Prep your ingredients
After you’ve gone grocery shopping, it’s time to prep your food. Yes, there is a step before cooking, but only if you want there to be. Prepping your groceries means seasoning your meat, chopping your vegetables, and dividing things into smaller portions so that when you’re ready to cook you can do so a lot faster and easier.
For example, since you’ll be increasing your vegetable intake a lot during a Candida diet, you’ll want to cut, wash and store your vegetables so that you can prepare them faster. I created a video showing how I meal prep my vegetables such as leafy greens and cruciferous vegetables, you can watch it here or below. The idea is to do things with intention so that it makes it hard to slip up during your cleanse.
Use meal prep containers
Following my previous point, once you prep your proteins and veggies, you’ll want to store them in the appropriate spaces. For meats, I’ll season them and store them in glass containers in the fridge, or ziplock bags and place them in the freezer for later use. Similarly to that, my vegetables will be stored in ziplock bags and/or glass containers so that I’m simply taking the food from the fridge to the stove and cooking it within an hour or less. Use freezer-safe containers for meals that will be frozen, and make sure to use up refrigerated meals within four days.

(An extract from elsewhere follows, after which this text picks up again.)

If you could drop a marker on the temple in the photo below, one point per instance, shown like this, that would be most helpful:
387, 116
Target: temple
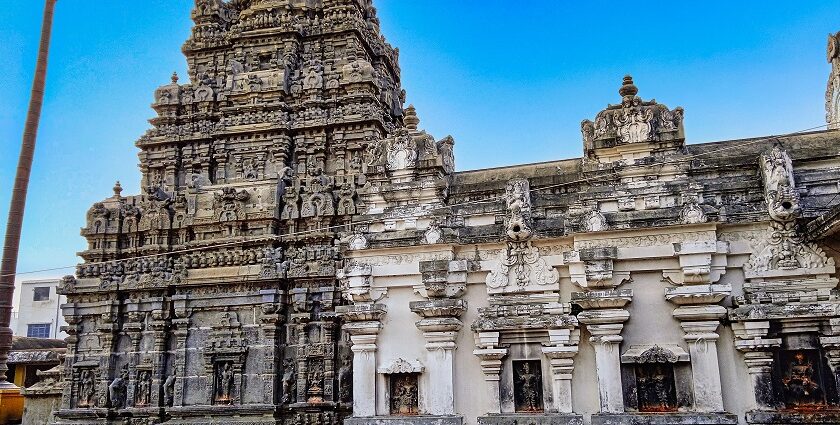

Cook and portion size your meals
The last step to meal prep for success, once you’ve achieved all the other points, is to cook! I did mention portion size, and this part is completely based on your preference. I prefer to cook my proteins once or twice a week and portion it out throughout the week (take as I go) however others may prefer to place meals in separate containers. That way, once you’re ready to eat, take out your container, warm it up, and eat. However, the way you go about it is completely up to you.
Conclusion
In conclusion, meal prepping on a Candida diet can be a great way to stay on track with your dietary restrictions and save time during the week. By taking control of what you eat, being intentional, and properly preparing for it you are setting yourself up for success because you’ll be minimizing your chances of binge-eating or eating outside of your temporary dietary restrictions. Remind yourself that you are doing yourself a favor and focus on nutrient-dense foods like non-starchy vegetables, lean proteins, and healthy fats. Plan to have a variety of colors on your plate, and make sure to incorporate foods that contain anti-inflammatory properties. If you skip a day or week meal prepping, don’t stress, just get back on track whenever you can and remember it’s all about progress, not perfection.